11. Promote the U.N. as the only hope for mankind. If its charter is rewritten, demand that it be set up as a one-world government with its own independent armed forces. (Some Communist leaders believe the world can be taken over as easily by the U.N. as by Moscow. Sometimes these two centers compete with each other as they are now doing in the Congo.)
12. Resist any attempt to outlaw the Communist Party.
13. Do away with all loyalty oaths.
14. Continue giving Russia access to the U.S. Patent Office.
15. Capture one or both of the political parties in the United States.
16. Use technical decisions of the courts to weaken basic American institutions by claiming their activities violate civil rights.
17. Get control of the schools. Use them as transmission belts for socialism and current Communist propaganda. Soften the curriculum. Get control of teachers' associations. Put the party line in textbooks.
18. Gain control of all student newspapers.
19. Use student riots to foment public protests against programs or organizations which are under Communist attack.
20. Infiltrate the press. Get control of book-review assignments, editorial writing, policymaking positions.
21. Gain control of key positions in radio, TV, and motion pictures.

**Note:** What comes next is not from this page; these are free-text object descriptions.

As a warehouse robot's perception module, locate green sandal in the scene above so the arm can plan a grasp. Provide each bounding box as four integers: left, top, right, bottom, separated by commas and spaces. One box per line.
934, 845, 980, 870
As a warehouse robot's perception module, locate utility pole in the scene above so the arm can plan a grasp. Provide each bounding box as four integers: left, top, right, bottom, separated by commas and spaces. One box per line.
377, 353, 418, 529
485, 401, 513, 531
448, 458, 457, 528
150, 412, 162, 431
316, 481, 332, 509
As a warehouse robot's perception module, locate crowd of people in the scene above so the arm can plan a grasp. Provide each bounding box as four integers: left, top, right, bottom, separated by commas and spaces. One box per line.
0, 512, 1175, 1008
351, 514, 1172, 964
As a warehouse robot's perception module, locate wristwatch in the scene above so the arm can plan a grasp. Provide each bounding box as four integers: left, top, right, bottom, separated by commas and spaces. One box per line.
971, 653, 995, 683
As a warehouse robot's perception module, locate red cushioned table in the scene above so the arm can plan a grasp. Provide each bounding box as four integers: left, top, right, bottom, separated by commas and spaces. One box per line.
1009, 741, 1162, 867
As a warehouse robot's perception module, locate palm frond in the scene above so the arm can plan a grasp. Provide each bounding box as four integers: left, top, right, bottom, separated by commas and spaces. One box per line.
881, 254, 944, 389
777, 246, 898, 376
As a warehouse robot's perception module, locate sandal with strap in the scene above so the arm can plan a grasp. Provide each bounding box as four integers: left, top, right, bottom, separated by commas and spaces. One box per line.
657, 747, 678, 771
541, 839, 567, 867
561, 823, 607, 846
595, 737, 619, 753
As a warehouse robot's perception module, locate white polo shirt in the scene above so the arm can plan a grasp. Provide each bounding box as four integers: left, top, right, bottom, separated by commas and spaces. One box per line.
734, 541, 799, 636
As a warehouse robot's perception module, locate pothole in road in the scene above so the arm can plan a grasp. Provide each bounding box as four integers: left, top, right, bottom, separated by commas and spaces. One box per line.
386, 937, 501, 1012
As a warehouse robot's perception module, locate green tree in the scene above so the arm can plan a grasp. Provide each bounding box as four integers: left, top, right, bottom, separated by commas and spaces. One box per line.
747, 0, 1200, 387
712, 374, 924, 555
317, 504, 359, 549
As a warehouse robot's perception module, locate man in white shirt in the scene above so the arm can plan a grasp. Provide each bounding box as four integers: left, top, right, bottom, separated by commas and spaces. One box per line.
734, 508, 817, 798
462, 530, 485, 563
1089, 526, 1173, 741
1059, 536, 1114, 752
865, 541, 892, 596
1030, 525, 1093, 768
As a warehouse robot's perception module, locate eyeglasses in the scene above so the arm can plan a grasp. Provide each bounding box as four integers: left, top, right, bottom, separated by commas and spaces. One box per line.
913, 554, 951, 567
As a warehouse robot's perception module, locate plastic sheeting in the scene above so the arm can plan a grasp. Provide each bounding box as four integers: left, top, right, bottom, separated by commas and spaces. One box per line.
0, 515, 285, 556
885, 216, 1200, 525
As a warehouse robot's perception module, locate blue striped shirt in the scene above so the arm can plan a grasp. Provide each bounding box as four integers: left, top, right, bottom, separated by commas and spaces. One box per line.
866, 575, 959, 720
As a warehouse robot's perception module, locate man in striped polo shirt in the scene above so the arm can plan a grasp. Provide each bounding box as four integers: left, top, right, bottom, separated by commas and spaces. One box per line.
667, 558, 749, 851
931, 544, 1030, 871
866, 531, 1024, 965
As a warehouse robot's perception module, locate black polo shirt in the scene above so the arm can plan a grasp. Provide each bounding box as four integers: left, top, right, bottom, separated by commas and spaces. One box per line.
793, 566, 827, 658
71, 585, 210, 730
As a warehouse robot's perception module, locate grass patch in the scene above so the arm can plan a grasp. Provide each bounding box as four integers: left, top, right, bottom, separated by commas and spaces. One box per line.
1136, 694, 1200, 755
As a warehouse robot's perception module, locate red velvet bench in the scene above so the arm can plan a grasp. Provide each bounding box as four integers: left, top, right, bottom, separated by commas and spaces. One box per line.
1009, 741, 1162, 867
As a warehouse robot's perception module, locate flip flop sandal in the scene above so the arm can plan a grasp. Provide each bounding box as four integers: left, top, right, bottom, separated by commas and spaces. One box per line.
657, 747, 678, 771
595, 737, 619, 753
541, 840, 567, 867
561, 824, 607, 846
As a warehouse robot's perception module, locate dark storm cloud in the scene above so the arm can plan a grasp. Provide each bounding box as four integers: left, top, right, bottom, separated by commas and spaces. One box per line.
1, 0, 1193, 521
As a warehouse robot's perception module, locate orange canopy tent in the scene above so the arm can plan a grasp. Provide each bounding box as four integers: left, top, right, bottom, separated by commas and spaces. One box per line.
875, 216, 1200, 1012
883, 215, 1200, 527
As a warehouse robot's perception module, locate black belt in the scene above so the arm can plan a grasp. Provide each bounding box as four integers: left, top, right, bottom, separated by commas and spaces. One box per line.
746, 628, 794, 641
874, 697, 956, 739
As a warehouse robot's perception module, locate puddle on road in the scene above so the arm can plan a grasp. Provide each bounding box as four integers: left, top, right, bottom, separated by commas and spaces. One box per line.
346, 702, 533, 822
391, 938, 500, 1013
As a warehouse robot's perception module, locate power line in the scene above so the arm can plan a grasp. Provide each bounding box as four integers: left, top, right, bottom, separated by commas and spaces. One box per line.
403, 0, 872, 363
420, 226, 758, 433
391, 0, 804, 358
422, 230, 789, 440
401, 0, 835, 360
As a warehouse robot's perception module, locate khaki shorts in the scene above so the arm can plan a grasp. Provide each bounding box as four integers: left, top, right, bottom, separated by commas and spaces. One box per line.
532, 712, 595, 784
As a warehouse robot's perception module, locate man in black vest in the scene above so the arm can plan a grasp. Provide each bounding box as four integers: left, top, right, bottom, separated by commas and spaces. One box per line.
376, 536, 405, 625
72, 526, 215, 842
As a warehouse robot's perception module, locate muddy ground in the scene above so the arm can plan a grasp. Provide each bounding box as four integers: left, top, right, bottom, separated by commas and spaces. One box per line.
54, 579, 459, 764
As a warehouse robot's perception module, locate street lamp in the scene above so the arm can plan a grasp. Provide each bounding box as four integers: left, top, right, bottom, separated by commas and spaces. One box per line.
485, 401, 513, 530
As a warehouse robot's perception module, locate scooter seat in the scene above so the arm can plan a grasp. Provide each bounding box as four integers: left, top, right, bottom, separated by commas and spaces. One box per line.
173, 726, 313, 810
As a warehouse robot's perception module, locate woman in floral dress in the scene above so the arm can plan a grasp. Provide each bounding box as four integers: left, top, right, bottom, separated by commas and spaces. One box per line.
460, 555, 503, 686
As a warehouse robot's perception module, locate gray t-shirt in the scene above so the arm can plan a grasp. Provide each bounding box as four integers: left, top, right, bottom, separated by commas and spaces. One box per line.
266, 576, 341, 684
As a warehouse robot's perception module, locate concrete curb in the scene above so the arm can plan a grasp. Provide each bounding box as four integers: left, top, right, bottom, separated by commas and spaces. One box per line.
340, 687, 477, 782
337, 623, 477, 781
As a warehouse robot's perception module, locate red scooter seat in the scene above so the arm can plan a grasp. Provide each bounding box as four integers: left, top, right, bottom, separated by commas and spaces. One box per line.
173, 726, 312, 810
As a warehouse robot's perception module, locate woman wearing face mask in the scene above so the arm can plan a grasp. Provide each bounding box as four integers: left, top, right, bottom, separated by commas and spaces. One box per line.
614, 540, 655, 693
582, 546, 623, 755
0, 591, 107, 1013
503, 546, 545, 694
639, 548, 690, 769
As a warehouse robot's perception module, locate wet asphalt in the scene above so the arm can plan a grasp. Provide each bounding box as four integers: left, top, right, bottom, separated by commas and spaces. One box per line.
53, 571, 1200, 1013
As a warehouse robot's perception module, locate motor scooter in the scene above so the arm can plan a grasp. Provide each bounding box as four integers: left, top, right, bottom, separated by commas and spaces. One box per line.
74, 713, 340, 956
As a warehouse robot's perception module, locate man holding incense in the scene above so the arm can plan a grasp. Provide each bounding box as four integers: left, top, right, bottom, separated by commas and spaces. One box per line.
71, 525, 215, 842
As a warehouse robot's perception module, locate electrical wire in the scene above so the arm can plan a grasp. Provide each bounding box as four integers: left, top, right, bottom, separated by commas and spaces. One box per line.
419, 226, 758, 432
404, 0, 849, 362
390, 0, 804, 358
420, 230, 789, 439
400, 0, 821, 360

22. Continue discrediting American culture by degrading all forms of artistic expression. An American Communist cell was told to "eliminate all good sculpture from parks and buildings, substitute shapeless, awkward and meaningless forms."
23. Control art critics and directors of art museums. "Our plan is to promote ugliness, repulsive, meaningless art."
24. Eliminate all laws governing obscenity by calling them "censorship" and a violation of free speech and free press.
25. Break down cultural standards of morality by promoting pornography and obscenity in books, magazines, motion pictures, radio, and TV.
26. Present homosexuality, degeneracy and promiscuity as "normal, natural, healthy."
27. Infiltrate the churches and replace revealed religion with "social" religion. Discredit the Bible and emphasize the need for intellectual maturity which does not need a "religious crutch."
28. Eliminate prayer or any phase of religious expression in the schools on the ground that it violates the principle of "separation of church and state."
29. Discredit the American Constitution by calling it inadequate, old-fashioned, out of step with modern needs, a hindrance to cooperation between nations on a worldwide basis.
30. Discredit the American Founding Fathers. Present them as selfish aristocrats who had no concern for the "common man."
31. Belittle all forms of American culture and discourage the teaching of American history on the ground that it was only a minor part of the "big picture." Give more emphasis to Russian history since the Communists took over.
32. Support any socialist movement to give centralized control over any part of the culture--education, social agencies, welfare programs, mental health clinics, etc.
33. Eliminate all laws or procedures which interfere with the operation of the Communist apparatus.
34. Eliminate the House Committee on Un-American Activities.
35. Discredit and eventually dismantle the FBI.
36. Infiltrate and gain control of more unions.
37. Infiltrate and gain control of big business.
38. Transfer some of the powers of arrest from the police to social agencies. Treat all behavioral problems as psychiatric disorders which no one but psychiatrists can understand.
39. Dominate the psychiatric profession and use mental health laws as a means of gaining coercive control over those who oppose Communist goals.
40. Discredit the family as an institution. Encourage promiscuity and easy divorce.
41. Emphasize the need to raise children away from the negative influence of parents. Attribute prejudices, mental blocks and retarding of children to suppressive influence of parents.
42. Create the impression that violence and insurrection are legitimate aspects of the American tradition; that students and special-interest groups should rise up and use united force to solve economic, political or social problems.
43. Overthrow all colonial governments before native populations are ready for self-government.
44. Internationalize the Panama Canal.
45. Repeal the Connally reservation so the United States cannot prevent the World Court from seizing jurisdiction over nations and individuals alike.